Routing-scale profile and bottleneck report
Profiles the deterministic routing path across catalog sizes up to 10k tools (issue #684) and the persistent graph + fitted-index caches (issues #543 / #624 / #685).
Measured on: Linux-6.18.5-x86_64-with-glibc2.39 · Python 3.11.15 · 4 logical cores. Absolute latency is host-dependent; the build_ms column and the cold speedup are the portable signal.

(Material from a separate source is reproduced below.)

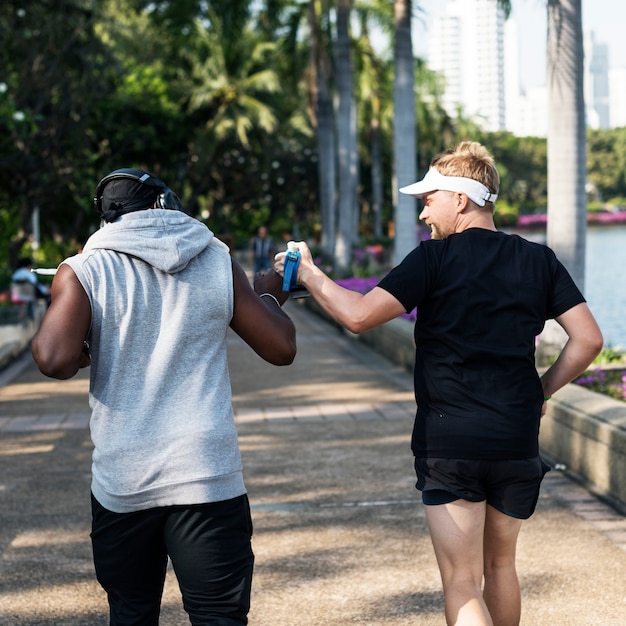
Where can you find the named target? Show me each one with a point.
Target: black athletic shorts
(511, 487)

| catalog | build ms | cold start ms | warm start ms | warm route p50 ms | cold speedup | graph bytes | index bytes |
|---|---|---|---|---|---|---|---|
| 100 | 2.4 | 4.9 | 2.8 | 0.913 | 1.7× | 41290 | 16304 |
| 1000 | 455.3 | 504.2 | 53.8 | 40.538 | 9.4× | 648113 | 162278 |
| 5000 | 8058.6 | 9213.9 | 1185.4 | 1369.441 | 7.8× | 30138737 | 825710 |
| 10000 | 30140.1 | 35620.4 | 5517.5 | 6025.966 | 6.5× | 214696952 | 1628273 |
Bottleneck
Graph construction (TreeBuilder.build) dominates cold start and grows super-linearly with catalog size — see the build_ms column. The one-time retriever fit is comparatively cheap. Per-query routing latency (warm route p50) also grows super-linearly and is itself significant at 10k, but that is a separate cost from cold start. The cost this work targets is the repeated cold start (graph build + index fit) paid by deployments that re-create routers over the same catalog: a process per request, a worker pool, a CLI in a loop.
Optimization
Persisting both derived artifacts removes that repeated work: the graph via save_graph / load_graph and the fitted index via RoutingIndexCache + CachedRetriever. A warm start loads both from disk and skips the build and the fit entirely (cold speedup column). Warm loads are byte-identical to a cold fit, so routing quality and determinism are unchanged (tests/test_routing_quality_guardrails.py).
Caveats
- The cache shortcuts cold start, not per-query latency: the
warm route p50column is unaffected by it.TreeBuilder.build's super-linear build cost and the super-linear per-query routing cost are separate, pre-existing scaling characteristics — this work mitigates the repeated build+fit via persistence rather than changing the (determinism- and quality-sensitive) build or beam-search algorithms. Reducing those first-pass costs is tracked separately.